Пару секунд оба молча глядели друг другу в глаза.
— И еще, — добавил Иван Николаевич, по-прежнему не отводя взгляда. — По нынешним временам некогда разбираться и с модальностью. Разница между «мог сделать» и «сделал» сейчас исчезающе мала. Понимаете, о чем я?..
— Нет, — твердо отвечал Савелий Павлович. Решил стоять до конца. — Прошу меня извинить, но все, что вы сейчас говорите, не более чем спекуляция! Плод вашего воображения!
— Плод воображения? — Иван Николаевич дернул на себя выдвижной ящик и выбросил на письменный стол ворох каких-то конвертов и бумаг. — Вот это плод воображения? И учтите: здесь только бумажная корреспонденция. А сколько ее в электронном виде?
— Что это?
— Доносы! Народ всполошился… Да-да! Народ, который вы не принимали во внимание, который вы пренебрежительно именовали цивилами, вступил в игру… А если народ вступил в игру, то, считайте, игра кончилась, Савелий Павлович! Все пошло всерьез.
На Ивана Николаевича было жутковато смотреть. В искривленном татарском лице проглянуло что-то от Мефистофеля.
— Кроме того… — малость передохнув, мрачно продолжил он. — Так ли уж оно невинно, ваше занятие? Пока русская классика была обезврежена школой, ситуация находилась под контролем. Ту чушь, которую несли педагоги хотя бы о Толстом, ученики приписывали самому Толстому… Но теперь-то, теперь! Они же читают и понимают все так, как написано… Русская классика! Да это, если хотите знать, самая подрывная, самая антигосударственная литература! Никакой благодарности властям… Державина вон Екатерина в зубах носила — и что взамен? «Властителям и судиям»? «И вы подобно так умрете, как ваш последний раб умрет…» Или Пушкин ваш разлюбезный! Холили его, лелеяли, учили, воспитывали, а он? «Твою погибель, смерть детей с жестокой радостию вижу…» Это государю-то императору!

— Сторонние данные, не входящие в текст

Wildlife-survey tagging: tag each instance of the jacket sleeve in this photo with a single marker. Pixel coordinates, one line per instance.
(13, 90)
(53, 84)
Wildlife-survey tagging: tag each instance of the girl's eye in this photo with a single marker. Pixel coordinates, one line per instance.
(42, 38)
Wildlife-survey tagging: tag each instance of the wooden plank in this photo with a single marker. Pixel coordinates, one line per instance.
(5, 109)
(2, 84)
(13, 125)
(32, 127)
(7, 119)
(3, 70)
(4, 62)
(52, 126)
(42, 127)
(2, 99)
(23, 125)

— Да ему восемнадцать лет тогда было, Пушкину! — не выдержал Савелий Павлович.
— Вот именно! — огрызнулся Иван Николаевич. — Малолеткой бы уже не отделался…

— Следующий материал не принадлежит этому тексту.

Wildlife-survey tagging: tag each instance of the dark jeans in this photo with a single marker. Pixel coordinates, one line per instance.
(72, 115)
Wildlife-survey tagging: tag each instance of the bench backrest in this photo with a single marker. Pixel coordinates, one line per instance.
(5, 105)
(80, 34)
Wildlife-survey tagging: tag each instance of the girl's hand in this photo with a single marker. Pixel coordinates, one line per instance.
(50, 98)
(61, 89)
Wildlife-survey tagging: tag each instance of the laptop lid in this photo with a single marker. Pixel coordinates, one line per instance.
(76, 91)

Он снова потянулся к графину с водой, но в следующий миг дверь кабинета отворилась. Оба встали — и следователь, и подследственный, потому что проем оккупировал не кто-нибудь, а сам замминистра. Петр Маркелович. Постаревший на десять лет. Грузный. Брюзгливый. Третий раз разведенный. Окинул оценивающим взором обстановку.
— Вот… работаем, — сказал Иван Николаевич. Толи оробело, то ли с вызовом.
— Поработали — будя! — помолчав, объявил замминистра. — В другой раз доработаете. Прошу в круглый кабинет…
Иван Николаевич остолбенел. Затем на татарских чертах его оттиснулись поочередно недоверие, изумление, гнев.
— Так это что, игра была? — возмущенно заорал следователь, почему-то оглядываясь на прикрытую салфеткой каталку.
— А ты думал?
Савелию Павловичу показалось, что еще мгновение — и татарин оскалится, завизжит, кинется грызть пришельца зубами. Ничего, сдержался.
— Что происходит, Петр? — проскрежетал он. — Мое назначение было согласовано с контрразведкой.
— Ну правильно, — отозвался тот. — Я и согласовывал. Чего ты дергаешься? Жалованье тебе причитается в любом случае… Все в круглый кабинет, я сказал!
Еще пару секунд, не меньше, Иван Николаевич стоял, переживая унижение. Кое-как пережил. Отчетливо было видно, каких нечеловеческих усилий это ему стоило.
— И что там будет? — ядовито осведомился он наконец. — Опять игра?
— Ох, если бы… — сокрушенно ответил Петр Маркелович. — Это у вас тут игра. А там нас свергать будут.